A recent study claimed Chatbots such as ChatGPT have better bedside manners than doctors. But GPs’ actual emotion intelligence is one of our major strengths, says columnist Dr Zoe Rog
Last week, a patient hugged me at the end of our consultation. I don’t usually encourage this, and as one of our pharmacists was sitting in with me, I felt obliged to explain.
The patient and his mum were among my first patients when I started in the practice as a GP trainee. They lived together and were devoted to one another. One day the patient phoned, sobbing and distraught that his mum had been admitted to hospital. Despite initial improvement, she had fallen, banged her head and now seemed confused. He was terrified, and I knew that he was vulnerable. I also knew that she was taking warfarin.
Moved by his distress, I felt I had to do something. Luckily, as a trainee, time was on my side. I visited the hospital with him to see his mum; I then approached the nurse looking after her to explain my worries about the warfarin, the head injury and the confusion. A few days later, my patient rang the surgery to tell me how grateful he was.
After I visited the hospital, my patient said the nurse had called a doctor back to see his mum. They had stopped her warfarin, arranged a scan and found a small subdural haematoma. She subsequently made a good recovery and was discharged home. To this day, I have no idea whether my visit made any real difference to her medical care, but my patient and his mum were delighted that I had made the trouble to go.
I stayed at my training practice and continued to see them both for quite a number of years before his mum eventually became frailer and died a peaceful, expected death. For my patient, it was an extremely difficult time; he required a lot of support to adjust to being without her. He hugs me when he sees me because he knows I cared for his mum, and that I understand how much she meant to him.

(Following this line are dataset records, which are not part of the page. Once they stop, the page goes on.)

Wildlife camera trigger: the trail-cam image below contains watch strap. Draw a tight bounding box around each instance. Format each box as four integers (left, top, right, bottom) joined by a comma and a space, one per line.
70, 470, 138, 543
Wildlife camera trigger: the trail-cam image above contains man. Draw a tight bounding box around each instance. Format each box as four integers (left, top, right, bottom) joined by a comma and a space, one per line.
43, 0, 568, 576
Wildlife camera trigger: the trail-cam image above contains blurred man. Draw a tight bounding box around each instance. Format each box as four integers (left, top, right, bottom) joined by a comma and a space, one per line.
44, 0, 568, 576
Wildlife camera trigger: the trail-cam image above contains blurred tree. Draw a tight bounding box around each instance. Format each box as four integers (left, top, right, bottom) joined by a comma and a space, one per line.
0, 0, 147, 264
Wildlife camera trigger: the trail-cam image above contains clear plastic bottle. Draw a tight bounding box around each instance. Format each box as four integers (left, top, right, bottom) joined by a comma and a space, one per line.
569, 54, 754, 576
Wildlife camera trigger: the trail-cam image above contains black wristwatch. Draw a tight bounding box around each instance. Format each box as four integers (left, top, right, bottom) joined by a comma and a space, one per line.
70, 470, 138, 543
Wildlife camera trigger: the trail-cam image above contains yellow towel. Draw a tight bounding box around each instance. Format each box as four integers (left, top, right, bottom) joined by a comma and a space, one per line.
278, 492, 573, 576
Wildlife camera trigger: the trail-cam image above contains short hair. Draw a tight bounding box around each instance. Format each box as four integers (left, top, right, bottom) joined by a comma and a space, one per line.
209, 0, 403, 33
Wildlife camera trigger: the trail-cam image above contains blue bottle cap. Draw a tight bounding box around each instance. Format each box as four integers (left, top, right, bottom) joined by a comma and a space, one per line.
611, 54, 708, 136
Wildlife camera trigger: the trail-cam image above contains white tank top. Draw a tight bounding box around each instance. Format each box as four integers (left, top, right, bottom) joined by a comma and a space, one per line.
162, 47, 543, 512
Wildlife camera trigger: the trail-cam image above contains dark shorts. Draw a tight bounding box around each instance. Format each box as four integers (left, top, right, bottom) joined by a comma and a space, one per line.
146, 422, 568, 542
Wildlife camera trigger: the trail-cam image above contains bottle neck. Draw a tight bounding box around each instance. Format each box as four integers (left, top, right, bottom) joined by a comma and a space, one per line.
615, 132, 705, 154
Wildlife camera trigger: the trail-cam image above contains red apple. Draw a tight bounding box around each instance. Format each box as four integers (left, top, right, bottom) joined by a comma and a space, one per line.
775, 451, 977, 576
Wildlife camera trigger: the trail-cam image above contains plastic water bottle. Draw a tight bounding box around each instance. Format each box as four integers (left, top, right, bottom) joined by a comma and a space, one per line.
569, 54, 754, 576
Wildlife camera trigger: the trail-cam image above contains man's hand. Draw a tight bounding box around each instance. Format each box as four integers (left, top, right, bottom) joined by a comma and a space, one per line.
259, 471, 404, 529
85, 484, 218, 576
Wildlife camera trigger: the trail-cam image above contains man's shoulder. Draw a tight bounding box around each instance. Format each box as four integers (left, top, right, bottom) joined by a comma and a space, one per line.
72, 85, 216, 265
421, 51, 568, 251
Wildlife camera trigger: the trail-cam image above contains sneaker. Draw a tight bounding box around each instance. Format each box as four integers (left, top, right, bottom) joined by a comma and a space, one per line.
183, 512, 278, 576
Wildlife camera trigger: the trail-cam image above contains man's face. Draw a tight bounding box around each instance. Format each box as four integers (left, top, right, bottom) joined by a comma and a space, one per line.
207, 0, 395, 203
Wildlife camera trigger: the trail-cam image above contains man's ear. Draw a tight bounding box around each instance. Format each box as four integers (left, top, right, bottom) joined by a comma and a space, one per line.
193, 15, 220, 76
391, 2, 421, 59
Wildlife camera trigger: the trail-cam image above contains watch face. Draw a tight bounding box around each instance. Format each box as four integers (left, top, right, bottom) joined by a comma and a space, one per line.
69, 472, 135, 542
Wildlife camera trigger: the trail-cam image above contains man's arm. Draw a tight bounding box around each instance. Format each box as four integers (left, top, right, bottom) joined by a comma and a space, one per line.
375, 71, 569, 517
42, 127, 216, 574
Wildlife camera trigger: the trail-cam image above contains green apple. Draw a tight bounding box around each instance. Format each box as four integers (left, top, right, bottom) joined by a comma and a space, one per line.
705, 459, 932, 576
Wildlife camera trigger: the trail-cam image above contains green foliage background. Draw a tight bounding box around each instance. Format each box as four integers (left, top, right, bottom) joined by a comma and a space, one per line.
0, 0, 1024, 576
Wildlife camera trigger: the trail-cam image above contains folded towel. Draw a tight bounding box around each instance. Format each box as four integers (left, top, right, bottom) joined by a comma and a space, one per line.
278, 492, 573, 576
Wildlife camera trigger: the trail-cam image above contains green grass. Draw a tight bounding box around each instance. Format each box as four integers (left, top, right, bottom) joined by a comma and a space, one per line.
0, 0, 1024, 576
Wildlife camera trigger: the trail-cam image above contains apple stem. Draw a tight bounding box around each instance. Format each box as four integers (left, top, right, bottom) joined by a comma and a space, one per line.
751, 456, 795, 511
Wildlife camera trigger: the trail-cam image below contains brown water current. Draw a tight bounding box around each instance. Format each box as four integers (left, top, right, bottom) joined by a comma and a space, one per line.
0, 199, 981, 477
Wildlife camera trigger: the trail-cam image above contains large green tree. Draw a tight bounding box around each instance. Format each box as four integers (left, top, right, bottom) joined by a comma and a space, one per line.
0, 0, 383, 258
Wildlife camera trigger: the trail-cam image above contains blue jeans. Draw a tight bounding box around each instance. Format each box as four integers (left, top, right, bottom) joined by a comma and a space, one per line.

I saw the headline in recent weeks that read ‘ChatGPT gives more empathetic responses to patient queries than doctors’. I felt quite indignant when I read this, because if there is one thing that GPs should be celebrated for, it is their capacity for empathy. We discuss it at length with trainees in tutorials, they are judged on it in their exams, and a lot of the glowing feedback received by my GP colleagues is about the empathetic way in which patients have been treated.
We often make deeper emotional connections with our patients than we realise. A few years ago, a teenage girl made an appointment to see me. She had done so, she told me, because I had been to visit her family quite a few years earlier when her grandad was dying, and the family had never forgotten my kindness. She said she felt she could trust me to listen and understand how she felt. It was the first time I truly realised that even when we feel helpless, faced with a dying patient we can’t save and the terrible family grief we can’t relieve, simply conveying our empathy can be an incredibly powerful way to help that family.
When I read the article about ChatGPT in further detail, I realised that it was responding to online consultations. On reflection, it would be quite welcome to answer my e-consultations, because I hate the sterile format, lack of interaction and dearth of non-verbal information. Perhaps, in time, AI could fill its boots with form filling, results checking, routine prescription issuing and titration of medication doses. As Canadian physician Sir William Osler once said, ‘The good physician treats the disease; the great physician treats the patient who has the disease.’
We should be encouraging artificial intelligence to become really great at monotony, leaving GPs free to demonstrate how skilled they are at managing the interaction of disease with the fascinating complexity of human beings – and with enough time to show patients the empathy they deserve.